Statistical tests such as repeated measures ANOVA assume sphericity, meaning that the variances of the differences between all possible pairs of groups are equal. Whereas assumption of normality of distribution may be overlooked in some cases due to the robustness of ANOVA, the assumption of sphericity in repeated measures ANOVA must be met. Violating this assumption may severely compromise the interpretation of the test results.
Mauchly’s sphericity test checks this assumption for you. The null hypothesis
H0 in this test states that there is no difference in variances for all pairwise group comparisons. In R, the main function is
mauchly.test(). However, running it is not that straight forward. It involves building a matrix with the dataset to be tested, whereas your data is usually nicely arranged in a dataframe.
Let’s see how this is done using the same example as for repeated measures ANOVA. Here, 5 rats are weighed 4 times with intervals of 4 weeks (week8 to 20). This is the code for the dataframe:
# response variable rat.weight <- c(164,164,158,159,155,220,230,226,227,222,261,275,264,280,272,306,326,320,330,312) # predictor variable time.point <- as.factor(c(rep("week08",5), rep("week12",5), rep("week16",5), rep("week20",5))) # individual ID rat.ID <- as.factor(rep(c("rat1","rat2","rat3", "rat4", "rat5"),4)) # dataframe my.dataframe <- data.frame(rat.ID,time.point,rat.weight)

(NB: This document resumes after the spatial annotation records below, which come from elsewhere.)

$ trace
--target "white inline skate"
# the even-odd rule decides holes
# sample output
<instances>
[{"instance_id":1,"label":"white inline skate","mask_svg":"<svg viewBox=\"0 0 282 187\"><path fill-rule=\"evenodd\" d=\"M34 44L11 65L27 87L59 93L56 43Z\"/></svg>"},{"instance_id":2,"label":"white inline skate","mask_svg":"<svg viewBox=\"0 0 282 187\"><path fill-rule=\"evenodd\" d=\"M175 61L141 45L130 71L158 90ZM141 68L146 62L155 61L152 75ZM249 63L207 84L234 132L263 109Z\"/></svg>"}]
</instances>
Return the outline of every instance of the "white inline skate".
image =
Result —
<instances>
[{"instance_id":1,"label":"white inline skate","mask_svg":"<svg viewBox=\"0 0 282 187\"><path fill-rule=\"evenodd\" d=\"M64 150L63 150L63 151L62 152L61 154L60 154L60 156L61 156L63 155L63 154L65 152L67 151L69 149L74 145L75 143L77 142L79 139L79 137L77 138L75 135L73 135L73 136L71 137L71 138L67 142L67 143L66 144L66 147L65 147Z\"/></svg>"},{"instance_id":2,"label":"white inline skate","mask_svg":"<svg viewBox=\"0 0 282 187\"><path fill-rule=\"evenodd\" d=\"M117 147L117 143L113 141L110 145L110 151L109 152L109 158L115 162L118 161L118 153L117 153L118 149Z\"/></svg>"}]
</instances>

We start by creating a matrix called
neo that contains the data
rat.weight. In that matrix, the 5 individuals will be shown in rows, and time points in column. Here is the code:
neo <- matrix(rat.weight, nrow = 5, ncol = 4) neo
## [,1] [,2] [,3] [,4] ## [1,] 164 220 261 306 ## [2,] 164 230 275 326 ## [3,] 158 226 264 320 ## [4,] 159 227 280 330 ## [5,] 155 222 272 312
Now that the matrix is in place, we can used
mauchly.test() (in combination with
lm()) to test for sphericity:
mauchly.test(lm(neo ~ 1), X = ~ 1)
## ## Mauchly's test of sphericity ## Contrasts orthogonal to ## ~1 ## ## ## data: SSD matrix from lm(formula = neo ~ 1) ## W = 0.15303, p-value = 0.4294
The output returns a p-value over 0.05 meaning that the null hypothesis stating that there is no difference in variances for all pairwise group comparisons is accepted.